19 avril 2024
Un artisan, une rencontre : Atelier d’Offard, ennoblisseur de papier
Ressusciter l’héritage des dominotiers, ennoblir le papier peint et raconter l’Histoire, c’est envisager le papier comme un univers à part entière. Focus sur cet artisanat d’art ancré en Touraine.
Texte par Laurence Gounel
Photos de Ludovie Maisant
©️ Ludovie Maisant« En lisant la thèse d’un conservateur du Louvre, j’ai découvert que le carton pierre servait à créer des décors dès le début du 19e siècle. J’ai voulu retrouver toutes les recettes de cette matière qui me fascinait, sorte de céramique sans cuisson, qui épouse toutes les formes une fois humidifiée et qui devient extrêmement résistante quand elle sèche : en réalité, une sorte de pâte à pain obtenue à partir de chutes de papier et de carbonate de calcium… Moi qui cherchais une solution de recyclage ! »
Formé aux Beaux-Arts, François-Xavier Richard, fondateur d’Atelier d’Offard, ennoblisseur de papier – comme il aime à se définir – est professeur d’arts plastiques quand il accepte de participer à une initiative visant à valoriser les métiers d’art auprès des très bons élèves.

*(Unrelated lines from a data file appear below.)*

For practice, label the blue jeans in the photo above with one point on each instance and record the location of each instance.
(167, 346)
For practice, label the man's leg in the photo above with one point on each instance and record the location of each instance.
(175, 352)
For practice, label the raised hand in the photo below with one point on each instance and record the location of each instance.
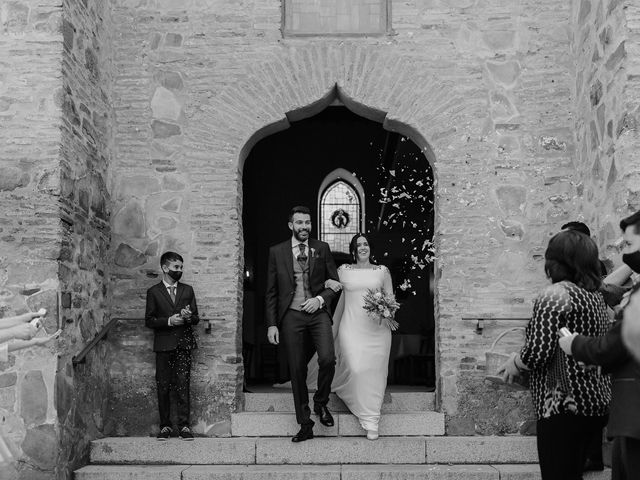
(333, 285)
(48, 338)
(24, 331)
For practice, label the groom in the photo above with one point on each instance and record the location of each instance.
(297, 308)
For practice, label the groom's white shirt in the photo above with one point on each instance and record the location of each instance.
(295, 250)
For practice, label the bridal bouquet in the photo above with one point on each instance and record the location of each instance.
(382, 306)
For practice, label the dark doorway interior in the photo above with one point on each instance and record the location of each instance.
(287, 169)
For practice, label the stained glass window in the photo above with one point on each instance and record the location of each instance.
(340, 215)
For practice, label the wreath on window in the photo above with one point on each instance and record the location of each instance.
(340, 218)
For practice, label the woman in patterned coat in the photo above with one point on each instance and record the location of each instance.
(571, 402)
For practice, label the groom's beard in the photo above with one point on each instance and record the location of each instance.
(296, 234)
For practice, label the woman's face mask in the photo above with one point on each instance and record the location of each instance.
(632, 260)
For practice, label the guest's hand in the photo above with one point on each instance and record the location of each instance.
(310, 305)
(48, 338)
(273, 335)
(508, 369)
(31, 315)
(24, 331)
(333, 285)
(565, 343)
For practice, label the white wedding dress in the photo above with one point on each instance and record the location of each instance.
(362, 346)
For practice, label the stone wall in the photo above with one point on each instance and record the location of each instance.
(484, 86)
(30, 108)
(54, 227)
(86, 150)
(605, 44)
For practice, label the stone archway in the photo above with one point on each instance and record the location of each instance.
(397, 91)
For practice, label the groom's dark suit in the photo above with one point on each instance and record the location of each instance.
(294, 324)
(173, 345)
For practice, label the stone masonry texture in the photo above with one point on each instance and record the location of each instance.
(126, 125)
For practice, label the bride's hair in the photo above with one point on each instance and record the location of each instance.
(353, 248)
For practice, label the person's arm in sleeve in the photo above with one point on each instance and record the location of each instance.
(631, 325)
(151, 320)
(607, 351)
(193, 306)
(542, 331)
(328, 294)
(271, 294)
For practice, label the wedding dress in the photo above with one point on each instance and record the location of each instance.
(362, 346)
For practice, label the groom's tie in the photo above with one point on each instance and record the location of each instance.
(302, 261)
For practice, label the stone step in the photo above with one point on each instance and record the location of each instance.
(321, 450)
(394, 402)
(319, 472)
(259, 424)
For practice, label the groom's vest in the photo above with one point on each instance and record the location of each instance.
(301, 293)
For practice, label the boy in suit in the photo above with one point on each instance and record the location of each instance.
(171, 312)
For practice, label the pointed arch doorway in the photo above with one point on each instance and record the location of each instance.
(332, 157)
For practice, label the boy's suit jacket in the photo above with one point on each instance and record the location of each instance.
(281, 285)
(160, 307)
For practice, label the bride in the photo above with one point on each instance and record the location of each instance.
(362, 345)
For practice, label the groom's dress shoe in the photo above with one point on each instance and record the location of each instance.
(305, 433)
(324, 415)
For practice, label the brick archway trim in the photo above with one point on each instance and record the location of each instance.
(298, 82)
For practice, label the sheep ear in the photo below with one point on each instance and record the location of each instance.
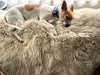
(64, 5)
(72, 8)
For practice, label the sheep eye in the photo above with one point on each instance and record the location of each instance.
(67, 17)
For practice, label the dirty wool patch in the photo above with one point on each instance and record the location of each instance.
(74, 51)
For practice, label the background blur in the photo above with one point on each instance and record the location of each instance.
(77, 3)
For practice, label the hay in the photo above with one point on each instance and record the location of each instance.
(74, 51)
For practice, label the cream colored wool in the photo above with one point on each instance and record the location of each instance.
(74, 51)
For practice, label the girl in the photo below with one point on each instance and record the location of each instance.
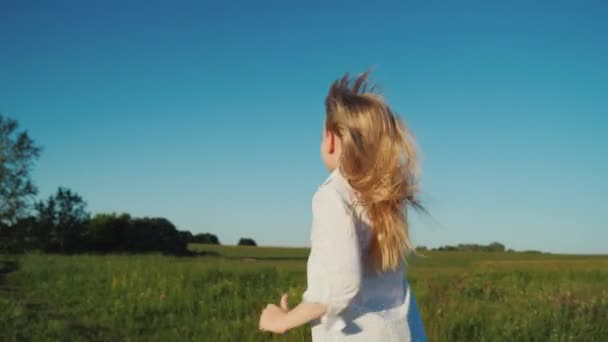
(357, 289)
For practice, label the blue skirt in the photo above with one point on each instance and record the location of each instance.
(415, 321)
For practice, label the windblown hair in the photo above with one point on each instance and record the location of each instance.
(379, 161)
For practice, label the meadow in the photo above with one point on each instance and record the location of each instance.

C’est alors qu’il découvre le papier peint à la planche. Un savoir-faire hérité des dominotiers – ces moines copistes qui, à la fin du 17ᵉ siècle, cherchent à réaliser des papiers décoratifs pour les murs, les objets et le mobilier – puis perpétué par les grandes manufactures du 18ᵉ et 19ᵉ siècle.
Si Atelier d’Offard en a fait le cœur de son expertise aujourd’hui, il a su se singulariser en poussant plus loin la démarche. Jusqu’à maîtriser la lecture de papiers peints historiques pour en assurer la reconstitution exacte. Une expertise qui lui vaut aujourd’hui les sollicitations des plus belles institutions, musées, châteaux et maisons de luxe. Un savoir-faire qu’il est le seul à cultiver en France, et dans le monde, avec des matières exclusivement naturelles : pigments, colle à base de peau de lapin… Un travail exigeant, qui demande une certaine écoute, une attention toute particulière à la matière et l’intelligence de la main.

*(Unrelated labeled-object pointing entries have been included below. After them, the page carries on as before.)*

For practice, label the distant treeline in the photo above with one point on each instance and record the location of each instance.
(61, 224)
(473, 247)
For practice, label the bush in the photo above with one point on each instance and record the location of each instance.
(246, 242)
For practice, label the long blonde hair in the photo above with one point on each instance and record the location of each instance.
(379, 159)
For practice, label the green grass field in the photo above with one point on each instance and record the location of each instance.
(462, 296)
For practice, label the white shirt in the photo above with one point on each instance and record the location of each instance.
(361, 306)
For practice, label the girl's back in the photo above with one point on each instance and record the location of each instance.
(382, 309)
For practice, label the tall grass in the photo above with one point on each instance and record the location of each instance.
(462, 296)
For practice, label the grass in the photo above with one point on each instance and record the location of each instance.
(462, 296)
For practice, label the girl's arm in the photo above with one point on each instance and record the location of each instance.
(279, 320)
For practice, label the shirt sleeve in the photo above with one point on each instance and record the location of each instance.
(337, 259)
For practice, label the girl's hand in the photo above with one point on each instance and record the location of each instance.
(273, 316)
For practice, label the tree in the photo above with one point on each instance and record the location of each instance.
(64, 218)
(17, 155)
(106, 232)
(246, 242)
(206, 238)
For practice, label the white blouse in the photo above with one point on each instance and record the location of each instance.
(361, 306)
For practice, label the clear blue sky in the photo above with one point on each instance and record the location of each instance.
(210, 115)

« La qualité de l’impression dépend beaucoup de la lecture de l’artisan. C’est physique, précis. Ça demande de réagir, d’être ouvert… Ce n’est pas la matière qui s’adapte mais celui qui la travaille. Pour cela, il faut la comprendre, et c’est en cela que l’exercice est fastidieux et subtil. J’aime à comparer la préparation des matières à celle d’une sauce pour un cuisinier ».
©️ Ludovie Maisant
Si le papier peint est « un livre que l’on ouvre sur les murs », ce créatif a pourtant du mal à s’imposer comme un artiste avec cette matière dont il ne cesse pourtant de repousser les possibilités. C’est pourquoi dès 2017, il accepte des « résidences », d’abord à Kyoto, en tant que lauréat de la Villa Kujoyama. Il entreprend alors un travail de recherche sur le son du papier. C’est le déclic… il participe avec Wonder Lab à l’exposition valorisant « 15 trésors vivants nationaux français » au musée national de Tokyo, et expose la même année avec d’autres artisans d’art dans le cadre du projet Toguna au Palais de Tokyo à Paris. « À chaque « résidence » ou projet personnel, j’entends témoigner à quel point le papier est vecteur de sens et d’histoire ». Une démarche presque anthropologique qui lui apporte aussitôt une visibilité auprès des maisons de mode (Chanel…), de joaillerie (Chaumet, Boucheron…) auprès du cinéma aussi.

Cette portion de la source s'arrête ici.